Benares, having from time immemorial been a holy city, contains a vast number of Brahmans who either subsist by charitable contributions or are supported by endowments in the numerous religious institutions of the city. These establishments are adorned with idols, and send out an unceasing sound from all sorts of discordant instruments; while religious mendicants from the numerous Hindu sects, with every conceivable deformity "which chalk, cow-dung, disease, matted locks, distorted limbs, and disgusting and hideous attitudes of penance, can show, literally line the principal streets on both sides." Some are seen with their legs or arms distorted by long continuance in one position; others with their hands clenched until the finger-nails have pierced entirely through the hand. A stranger, as he passes through the streets, is saluted with the most pitiful exclamations from these swarms of beggars. But besides this immense resort to Benares of poor pilgrims from every part of India, as well as from Thibet and the Burman empire, numerous rich individuals in the decline of life, and almost all the great men who are disgraced or banished from home by the political revolutions which have been of late years so frequent among the Hindu states, repair to this holy city to wash away their sins in the sacred waters of the Ganges, or to fill up their time with the gaudy ceremonies of their religion. All these devotees give away large sums in indiscriminate charity, some of them to the annual amount of £8000 or £9000; and it is the hope of sharing in these pious distributions that brings together from all quarters such a concourse of religious mendicants. Bulls are reckoned sacred by the Hindu, and being tame and familiar, they walk lazily up and down the streets, or are seen lying across them, interrupting the passage, and are hardly to be roused, as, in compliance with the prejudices of the fanatic population, they must be treated in the gentlest manner. Monkeys, also held sacred, are seen clinging to all the roofs and projections of the temple.

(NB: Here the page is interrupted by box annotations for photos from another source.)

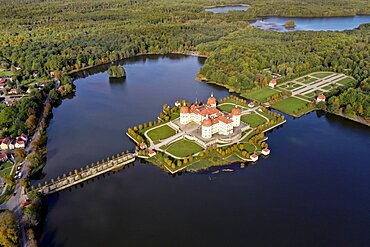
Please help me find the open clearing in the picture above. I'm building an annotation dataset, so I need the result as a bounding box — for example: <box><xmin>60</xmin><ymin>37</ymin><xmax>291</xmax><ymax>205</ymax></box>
<box><xmin>242</xmin><ymin>87</ymin><xmax>279</xmax><ymax>102</ymax></box>
<box><xmin>148</xmin><ymin>125</ymin><xmax>176</xmax><ymax>141</ymax></box>
<box><xmin>166</xmin><ymin>139</ymin><xmax>203</xmax><ymax>157</ymax></box>
<box><xmin>273</xmin><ymin>97</ymin><xmax>307</xmax><ymax>115</ymax></box>
<box><xmin>241</xmin><ymin>112</ymin><xmax>266</xmax><ymax>128</ymax></box>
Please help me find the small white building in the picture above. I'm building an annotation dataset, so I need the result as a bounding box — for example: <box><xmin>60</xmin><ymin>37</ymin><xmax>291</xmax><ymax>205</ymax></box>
<box><xmin>262</xmin><ymin>148</ymin><xmax>270</xmax><ymax>155</ymax></box>
<box><xmin>139</xmin><ymin>142</ymin><xmax>147</xmax><ymax>150</ymax></box>
<box><xmin>14</xmin><ymin>139</ymin><xmax>26</xmax><ymax>148</ymax></box>
<box><xmin>250</xmin><ymin>154</ymin><xmax>258</xmax><ymax>162</ymax></box>
<box><xmin>316</xmin><ymin>94</ymin><xmax>326</xmax><ymax>103</ymax></box>
<box><xmin>0</xmin><ymin>153</ymin><xmax>8</xmax><ymax>162</ymax></box>
<box><xmin>269</xmin><ymin>79</ymin><xmax>277</xmax><ymax>88</ymax></box>
<box><xmin>180</xmin><ymin>95</ymin><xmax>241</xmax><ymax>139</ymax></box>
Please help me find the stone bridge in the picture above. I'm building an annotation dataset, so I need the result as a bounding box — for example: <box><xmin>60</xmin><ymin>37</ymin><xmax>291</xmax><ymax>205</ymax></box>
<box><xmin>31</xmin><ymin>153</ymin><xmax>137</xmax><ymax>195</ymax></box>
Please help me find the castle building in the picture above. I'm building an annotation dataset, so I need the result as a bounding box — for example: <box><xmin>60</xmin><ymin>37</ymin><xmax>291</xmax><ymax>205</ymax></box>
<box><xmin>180</xmin><ymin>95</ymin><xmax>241</xmax><ymax>139</ymax></box>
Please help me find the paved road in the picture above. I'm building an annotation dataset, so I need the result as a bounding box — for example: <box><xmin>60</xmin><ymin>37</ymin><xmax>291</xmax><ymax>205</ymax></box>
<box><xmin>0</xmin><ymin>80</ymin><xmax>60</xmax><ymax>246</ymax></box>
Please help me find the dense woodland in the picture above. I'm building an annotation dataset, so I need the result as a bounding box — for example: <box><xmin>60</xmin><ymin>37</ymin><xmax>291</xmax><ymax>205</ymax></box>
<box><xmin>0</xmin><ymin>0</ymin><xmax>370</xmax><ymax>127</ymax></box>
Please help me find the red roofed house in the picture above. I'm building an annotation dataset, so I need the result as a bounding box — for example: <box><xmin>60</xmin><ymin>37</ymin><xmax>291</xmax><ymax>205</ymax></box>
<box><xmin>19</xmin><ymin>134</ymin><xmax>28</xmax><ymax>142</ymax></box>
<box><xmin>14</xmin><ymin>138</ymin><xmax>26</xmax><ymax>148</ymax></box>
<box><xmin>269</xmin><ymin>79</ymin><xmax>277</xmax><ymax>88</ymax></box>
<box><xmin>0</xmin><ymin>153</ymin><xmax>8</xmax><ymax>162</ymax></box>
<box><xmin>250</xmin><ymin>154</ymin><xmax>258</xmax><ymax>162</ymax></box>
<box><xmin>180</xmin><ymin>95</ymin><xmax>241</xmax><ymax>139</ymax></box>
<box><xmin>262</xmin><ymin>148</ymin><xmax>270</xmax><ymax>155</ymax></box>
<box><xmin>139</xmin><ymin>142</ymin><xmax>147</xmax><ymax>149</ymax></box>
<box><xmin>0</xmin><ymin>138</ymin><xmax>10</xmax><ymax>150</ymax></box>
<box><xmin>316</xmin><ymin>94</ymin><xmax>326</xmax><ymax>103</ymax></box>
<box><xmin>148</xmin><ymin>149</ymin><xmax>157</xmax><ymax>157</ymax></box>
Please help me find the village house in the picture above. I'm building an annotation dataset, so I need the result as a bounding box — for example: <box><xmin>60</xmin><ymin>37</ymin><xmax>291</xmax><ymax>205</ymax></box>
<box><xmin>14</xmin><ymin>138</ymin><xmax>26</xmax><ymax>148</ymax></box>
<box><xmin>250</xmin><ymin>154</ymin><xmax>258</xmax><ymax>162</ymax></box>
<box><xmin>4</xmin><ymin>100</ymin><xmax>16</xmax><ymax>106</ymax></box>
<box><xmin>262</xmin><ymin>148</ymin><xmax>270</xmax><ymax>155</ymax></box>
<box><xmin>139</xmin><ymin>142</ymin><xmax>147</xmax><ymax>150</ymax></box>
<box><xmin>180</xmin><ymin>95</ymin><xmax>241</xmax><ymax>139</ymax></box>
<box><xmin>9</xmin><ymin>88</ymin><xmax>18</xmax><ymax>94</ymax></box>
<box><xmin>0</xmin><ymin>153</ymin><xmax>8</xmax><ymax>162</ymax></box>
<box><xmin>19</xmin><ymin>133</ymin><xmax>28</xmax><ymax>142</ymax></box>
<box><xmin>9</xmin><ymin>140</ymin><xmax>15</xmax><ymax>150</ymax></box>
<box><xmin>269</xmin><ymin>79</ymin><xmax>277</xmax><ymax>88</ymax></box>
<box><xmin>316</xmin><ymin>94</ymin><xmax>326</xmax><ymax>103</ymax></box>
<box><xmin>0</xmin><ymin>138</ymin><xmax>10</xmax><ymax>150</ymax></box>
<box><xmin>148</xmin><ymin>149</ymin><xmax>157</xmax><ymax>157</ymax></box>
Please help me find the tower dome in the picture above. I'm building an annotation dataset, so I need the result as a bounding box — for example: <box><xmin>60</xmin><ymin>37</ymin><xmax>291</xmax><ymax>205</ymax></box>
<box><xmin>202</xmin><ymin>118</ymin><xmax>212</xmax><ymax>127</ymax></box>
<box><xmin>231</xmin><ymin>108</ymin><xmax>241</xmax><ymax>116</ymax></box>
<box><xmin>180</xmin><ymin>106</ymin><xmax>189</xmax><ymax>113</ymax></box>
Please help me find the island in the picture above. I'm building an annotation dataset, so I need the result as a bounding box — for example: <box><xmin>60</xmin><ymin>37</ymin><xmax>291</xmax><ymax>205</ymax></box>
<box><xmin>108</xmin><ymin>65</ymin><xmax>126</xmax><ymax>78</ymax></box>
<box><xmin>284</xmin><ymin>21</ymin><xmax>295</xmax><ymax>29</ymax></box>
<box><xmin>127</xmin><ymin>95</ymin><xmax>286</xmax><ymax>174</ymax></box>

But, amid all this wretchedness and fanaticism, Benares is a splendid, wealthy, and commercial city; the bazaars are filled with the richest goods, and there is a constant bustle of business in all the principal streets. It is a great commercial emporium for the shawls of the north, the diamonds of the south, and the muslins of Dacca and the eastern provinces; and it has very considerable manufactures of silk, cotton, and fine wool, as well as of gold and silver lace; while English hardware, swords, shields, and spears from Lucknow and Monghyr, and the finer manufactures of Europe, are exported to Bundelcund, Gorrickpoor, Nepaul, and other tracts removed from the main channel of communication by the Ganges. The population of the city and suburbs, exclusive of the military cantonment, is returned at 183,491, of which number 147,082 are Hindus, and 36,409 Mahometans; and during religious festivals, the concourse of people from all parts is immense. Yet the city, notwithstanding its crowded population and narrow streets (the new marketplace, constructed by the present government, being the only square or open part in it), is not unhealthy; which is probably owing to its dry situation on a high rocky bank, sloping towards the river, and to the frequent ablutions and temperate habits of the people. There are but few Europeans in Benares; a judge, collector, and register, with a few other civil servants, constitute the whole of the Company's establishment; to which may be added a few private merchants and planters. The residence of the English judge and civil establishment is at Secrole, a pleasant village about two miles from the city, where there is a military cantonment for a battalion of sepoys. Distant N.W. from Calcutta 420 miles; from Allahabad E. 74; from Delhi S.E. 466; Lat. 25. 17. Long. 83. 4.